3 Steps Might Help Stop MRSA's Spread

ByABC News
March 20, 2009, 5:02 PM

Mar. 21 -- FRIDAY, March 20 (HealthDay News) -- A high-tech way of monitoring hand washing, a better means of disinfecting rooms and improved tracking of patients as they transfer from one hospital to another could all help prevent the spread of the MRSA "superbug" and other pathogens, researchers report.

Methicillin-resistant Staphylococcus aureus (MRSA) is a type of staph bacteria that's resistant to certain antibiotics. It can cause severe infections for people in hospitals and other health-care facilities, such as nursing homes. MRSA can also cause serious skin infections in healthy people who have not recently been hospitalized.

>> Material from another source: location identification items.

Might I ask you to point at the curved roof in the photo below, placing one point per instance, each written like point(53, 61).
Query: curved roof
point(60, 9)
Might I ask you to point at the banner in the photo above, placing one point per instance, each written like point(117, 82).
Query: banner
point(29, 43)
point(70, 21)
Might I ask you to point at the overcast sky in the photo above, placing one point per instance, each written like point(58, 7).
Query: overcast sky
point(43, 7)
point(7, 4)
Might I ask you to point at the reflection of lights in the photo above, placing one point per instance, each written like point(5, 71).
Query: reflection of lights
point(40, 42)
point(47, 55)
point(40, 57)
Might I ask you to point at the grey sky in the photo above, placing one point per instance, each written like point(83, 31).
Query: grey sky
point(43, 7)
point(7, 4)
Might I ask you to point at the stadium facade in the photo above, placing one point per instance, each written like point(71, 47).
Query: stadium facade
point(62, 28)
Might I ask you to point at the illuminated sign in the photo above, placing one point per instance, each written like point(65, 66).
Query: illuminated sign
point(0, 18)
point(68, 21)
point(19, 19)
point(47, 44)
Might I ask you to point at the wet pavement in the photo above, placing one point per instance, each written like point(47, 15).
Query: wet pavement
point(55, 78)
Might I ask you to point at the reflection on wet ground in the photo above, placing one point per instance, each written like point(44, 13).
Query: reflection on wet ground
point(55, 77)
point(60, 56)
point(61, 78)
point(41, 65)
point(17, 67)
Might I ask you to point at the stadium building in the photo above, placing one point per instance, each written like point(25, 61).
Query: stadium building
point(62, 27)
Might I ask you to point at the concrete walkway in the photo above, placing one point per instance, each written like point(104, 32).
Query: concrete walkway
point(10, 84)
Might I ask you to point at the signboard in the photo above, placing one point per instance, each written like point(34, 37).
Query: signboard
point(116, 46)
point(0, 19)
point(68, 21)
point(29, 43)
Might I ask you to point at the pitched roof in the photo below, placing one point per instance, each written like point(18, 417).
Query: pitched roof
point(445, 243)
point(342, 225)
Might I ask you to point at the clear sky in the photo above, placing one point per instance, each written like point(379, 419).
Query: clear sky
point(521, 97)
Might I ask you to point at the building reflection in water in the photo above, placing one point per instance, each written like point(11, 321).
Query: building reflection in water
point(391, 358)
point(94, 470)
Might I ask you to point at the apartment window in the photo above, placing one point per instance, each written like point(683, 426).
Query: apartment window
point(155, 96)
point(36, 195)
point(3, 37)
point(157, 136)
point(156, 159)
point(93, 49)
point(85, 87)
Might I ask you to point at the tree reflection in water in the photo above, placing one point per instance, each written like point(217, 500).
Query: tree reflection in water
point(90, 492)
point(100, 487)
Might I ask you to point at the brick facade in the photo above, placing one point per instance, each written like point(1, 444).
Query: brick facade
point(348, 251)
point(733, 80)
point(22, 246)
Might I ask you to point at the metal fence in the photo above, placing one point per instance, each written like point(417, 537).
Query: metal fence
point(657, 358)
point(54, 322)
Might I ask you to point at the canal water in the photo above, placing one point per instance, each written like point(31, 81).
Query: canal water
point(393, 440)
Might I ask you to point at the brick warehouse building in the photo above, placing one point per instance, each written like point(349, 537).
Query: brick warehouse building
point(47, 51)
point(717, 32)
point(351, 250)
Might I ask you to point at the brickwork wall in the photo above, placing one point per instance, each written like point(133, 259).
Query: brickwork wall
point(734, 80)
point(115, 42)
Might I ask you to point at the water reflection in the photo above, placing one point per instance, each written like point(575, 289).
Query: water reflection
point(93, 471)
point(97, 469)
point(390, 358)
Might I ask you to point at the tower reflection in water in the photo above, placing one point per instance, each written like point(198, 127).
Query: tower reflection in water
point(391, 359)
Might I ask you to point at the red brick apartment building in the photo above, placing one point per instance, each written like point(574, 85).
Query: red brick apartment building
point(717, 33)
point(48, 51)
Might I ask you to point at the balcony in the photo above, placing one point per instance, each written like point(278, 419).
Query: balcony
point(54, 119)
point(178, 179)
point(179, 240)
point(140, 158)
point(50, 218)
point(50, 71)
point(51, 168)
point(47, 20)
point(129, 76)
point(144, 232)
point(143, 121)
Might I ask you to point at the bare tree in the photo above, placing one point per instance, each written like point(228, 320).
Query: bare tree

But MRSA can be beaten, suggest three studies that were to be presented this week at the annual meeting in San Diego of the Society for Healthcare Epidemiology of America.

In the first report, Dr. Philip Polgreen, an assistant professor of internal medicine at the University of Iowa, described an inexpensive way of electronically monitoring staff to be sure that they wash their hands before entering an intensive care unit. The system uses a wireless technology similar to Wi-Fi to transmit signals to a computer.

"Hand washing is one of the most important actions health-care workers can take to protect patients from developing hospital-acquired infections," Polgreen said during a March 12 media teleconference. "Yet hand hygiene compliance among physicians, nurses and other health-care workers remains unacceptably low," he said.

Currently, many hospitals have staff sit outside hospital rooms to record when people wash their hands, Polgreen noted.

In the new system, health-care workers wear a badge that interacts with a sensor on an automated hygiene dispenser placed outside or inside patients' rooms. Using this method, researchers were able to determine compliance with hand-washing protocols and identify staff who were following or not following hand-washing procedures.

"Testing has shown this new system to be accurate," Polgreen said, but he added that it still has to be tested in a variety of situations.